Mean as in thrifty. Scots are famous for that! I'm sure it has something to do with a land that is not particularly hospitable for agriculture, is damp and rocky and cold, and has a dearth of natural resources besides its people. Oh, and its dogs. :) So the few assets an individual may have are prized and are not parted with readily.

It has to do with the fact that when Scots are born their arms are much shorter than those of most Englishmen. Can't reach pockets, y'see.
And that is absolutely true.
 
Mean as in thrifty. Scots are famous for that! I'm sure it has something to do with a land that is not particularly hospitable for agriculture, is damp and rocky and cold, and has a dearth of natural resources besides its people. Oh, and its dogs. :) So the few assets an individual may have are prized and are not parted with readily.

So Scotsmen are like Jewish women?

Also, my highschool alma mater was the Scots, although we are interchangeably called the Highlanders, which is the official mascot... The marching band wears kilts and there are pipers as well.
 
So Scotsmen are like Jewish women?

Also, my highschool alma mater was the Scots, although we are interchangeably called the Highlanders, which is the official mascot... The marching band wears kilts and there are pipers as well.

Yup. They don't wear underwear.
Highlanders heh? Tcheuchters more like.
 
Mean as in thrifty. Scots are famous for that! I'm sure it has something to do with a land that is not particularly hospitable for agriculture, is damp and rocky and cold, and has a dearth of natural resources besides its people. Oh, and its dogs. :) So the few assets an individual may have are prized and are not parted with readily.
Sounds like michigan!!
 
Little Johnny was in his 4th grade class when the teacher asked the children what their fathers did for a living. All the typical answers came up - fireman, policeman, salesman, etc... Johnny was being uncharacteristically quiet and so the teacher asked him about his father.

"My father's an exotic dancer in a gay cabaret and takes off all his clothes in front of other men. Sometimes, if the offer's really good, he'll go out to the alley with some guy and make love with him for money."

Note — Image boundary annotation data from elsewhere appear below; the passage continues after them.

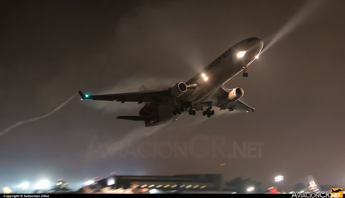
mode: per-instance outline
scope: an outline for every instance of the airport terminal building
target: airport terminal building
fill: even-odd
[[[94,189],[111,187],[113,189],[126,189],[134,186],[137,188],[178,191],[219,190],[224,184],[221,174],[180,175],[173,176],[113,176],[90,185]]]

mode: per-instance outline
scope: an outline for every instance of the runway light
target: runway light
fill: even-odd
[[[40,181],[35,186],[36,189],[46,189],[49,188],[50,185],[49,181],[47,180]]]
[[[150,190],[150,193],[151,194],[154,194],[157,192],[157,190],[156,189],[151,189]]]
[[[237,57],[243,57],[244,55],[246,54],[246,52],[245,51],[241,51],[240,52],[238,52],[238,54],[237,54]]]
[[[250,192],[250,191],[252,191],[253,190],[254,190],[254,187],[250,187],[249,188],[248,188],[248,189],[247,189],[247,191],[248,191],[248,192]]]
[[[19,186],[22,188],[23,189],[26,189],[28,188],[28,187],[29,186],[29,183],[24,182],[20,185],[19,185]]]
[[[278,176],[275,178],[275,180],[276,182],[279,181],[281,181],[284,179],[284,177],[283,176]]]
[[[87,184],[88,185],[89,185],[90,184],[93,183],[93,180],[90,180],[90,181],[87,181],[86,182],[86,184]]]

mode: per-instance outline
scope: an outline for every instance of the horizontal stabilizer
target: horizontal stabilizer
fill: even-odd
[[[130,115],[127,116],[118,116],[117,119],[128,119],[134,121],[140,121],[140,122],[146,122],[151,119],[151,116]]]

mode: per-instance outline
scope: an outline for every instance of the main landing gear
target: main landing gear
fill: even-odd
[[[208,108],[206,110],[206,111],[204,111],[203,112],[203,115],[205,116],[206,115],[207,115],[207,117],[210,117],[211,116],[215,114],[214,110],[211,111],[209,108]]]
[[[172,114],[174,115],[176,115],[177,114],[181,114],[183,112],[186,110],[185,107],[181,106],[180,107],[177,107],[175,109],[172,110]],[[190,114],[189,114],[190,115]]]
[[[188,112],[188,113],[189,113],[190,115],[195,115],[195,114],[196,114],[196,112],[195,110],[190,109],[189,111]]]

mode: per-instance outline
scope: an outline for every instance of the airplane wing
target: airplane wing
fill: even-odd
[[[217,107],[220,107],[221,110],[228,109],[229,111],[236,109],[236,110],[242,111],[251,111],[254,112],[254,109],[255,108],[244,104],[239,100],[238,100],[234,102],[230,102],[229,103],[225,103],[220,102],[218,103],[215,106]]]
[[[85,95],[79,91],[82,100],[90,99],[95,100],[138,102],[138,104],[143,102],[150,102],[155,98],[170,97],[170,89],[169,88],[161,90],[147,91],[135,92],[101,95]]]

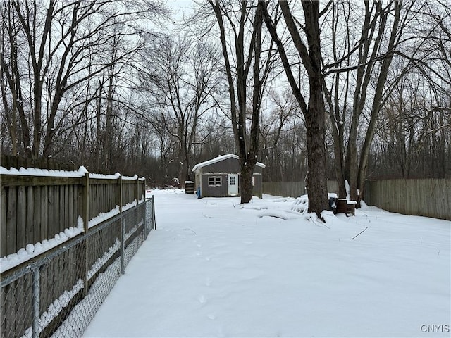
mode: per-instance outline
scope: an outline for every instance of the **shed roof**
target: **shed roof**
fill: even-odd
[[[221,155],[221,156],[215,157],[214,158],[211,158],[211,160],[206,161],[205,162],[201,162],[200,163],[197,163],[196,165],[194,166],[192,171],[194,172],[199,168],[205,167],[206,165],[209,165],[211,164],[216,163],[216,162],[220,162],[221,161],[224,161],[224,160],[226,160],[227,158],[235,158],[237,160],[239,159],[239,157],[237,156],[237,155],[235,155],[234,154],[228,154],[227,155]],[[264,164],[261,163],[260,162],[257,162],[257,163],[255,163],[255,165],[261,168],[266,167]]]

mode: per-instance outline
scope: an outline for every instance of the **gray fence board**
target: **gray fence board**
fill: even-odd
[[[451,220],[451,180],[369,181],[364,201],[388,211]]]
[[[338,192],[328,181],[328,192]],[[304,182],[264,182],[264,194],[297,197],[306,194]],[[388,211],[451,220],[451,180],[397,179],[368,181],[365,202]]]

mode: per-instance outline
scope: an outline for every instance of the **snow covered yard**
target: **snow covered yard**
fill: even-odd
[[[152,194],[157,230],[85,337],[450,337],[449,221]]]

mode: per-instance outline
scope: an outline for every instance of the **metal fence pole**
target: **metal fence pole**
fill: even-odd
[[[40,267],[37,266],[33,271],[33,323],[32,324],[32,337],[39,338],[40,324],[40,298],[41,298],[41,273]]]
[[[125,218],[121,219],[121,273],[125,273]]]
[[[147,201],[144,202],[144,240],[147,238]]]

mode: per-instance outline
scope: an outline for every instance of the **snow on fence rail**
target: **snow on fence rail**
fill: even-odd
[[[1,337],[80,337],[152,229],[153,198],[2,273]]]
[[[61,232],[64,237],[67,230],[68,237],[86,231],[92,220],[120,213],[145,196],[144,178],[93,174],[83,167],[78,171],[0,167],[0,257]]]

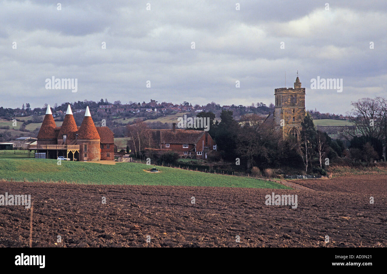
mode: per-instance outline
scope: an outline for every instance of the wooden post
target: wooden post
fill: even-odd
[[[34,212],[34,202],[31,203],[31,214],[29,216],[29,247],[32,247],[32,215]]]

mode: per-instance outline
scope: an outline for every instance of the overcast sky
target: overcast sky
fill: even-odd
[[[292,87],[298,70],[307,109],[345,114],[351,101],[387,96],[386,0],[4,1],[0,24],[5,107],[101,98],[268,105],[285,72]],[[77,79],[77,92],[46,89],[53,76]],[[318,76],[342,79],[342,92],[311,89]]]

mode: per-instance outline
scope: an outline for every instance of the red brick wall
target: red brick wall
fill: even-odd
[[[165,144],[161,144],[161,148],[166,149],[170,149],[175,152],[177,152],[179,155],[183,155],[184,151],[187,151],[188,155],[189,155],[189,151],[194,148],[195,147],[193,145],[188,145],[188,147],[183,148],[182,144],[170,144],[170,147],[167,147],[165,146]]]
[[[77,144],[80,145],[80,151],[79,152],[80,160],[84,160],[84,154],[87,154],[87,161],[99,161],[101,160],[101,149],[100,142],[98,140],[78,140]],[[84,144],[87,145],[87,151],[84,151]],[[114,157],[114,155],[113,155]]]
[[[39,139],[36,142],[38,145],[56,145],[56,139]]]
[[[204,143],[204,147],[208,147],[209,149],[205,149],[205,151],[202,153],[202,155],[198,155],[196,153],[197,152],[203,151],[203,143]],[[161,144],[161,148],[163,149],[170,149],[175,152],[177,152],[179,154],[179,155],[184,155],[184,151],[187,151],[187,155],[189,155],[190,154],[189,152],[192,151],[191,152],[191,155],[196,155],[197,158],[202,159],[205,158],[205,153],[206,152],[209,152],[209,151],[214,150],[213,146],[216,144],[214,141],[214,140],[210,136],[209,134],[207,135],[207,142],[206,142],[206,136],[205,134],[196,144],[196,152],[194,151],[195,146],[193,144],[188,144],[188,148],[183,148],[183,144],[170,144],[169,147],[166,147],[165,144]]]
[[[102,147],[103,145],[103,148],[101,149],[101,159],[107,160],[109,161],[114,160],[114,144],[109,144],[109,148],[107,149],[106,145],[107,144],[101,144],[100,146]],[[106,156],[106,153],[110,153],[110,156],[108,157]]]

The teacher, obviously shaken by this statement, hurriedly set the other children to work on some coloring, and took Little Johnny aside to ask him, "Is that really true about your father?"

"No," said Johnny, "He is an assistant coach for the Michigan Wolverines, but I was too embarrassed to say so."
 
I wonder what you would think of a school full of Scots all dressed as Chief Sitting Bull. Would you find it odd? humourous?

Confusing, to be sure. At out Homecoming assemblies, the school that we would be playing that year would be portrayed as the villains in each of the skits. A bunch of them would always make fun of Otis, our mascot, for wearing a skirt - he would fire back "its no a skurt, its a kilt!!" - and the crowd would go wild.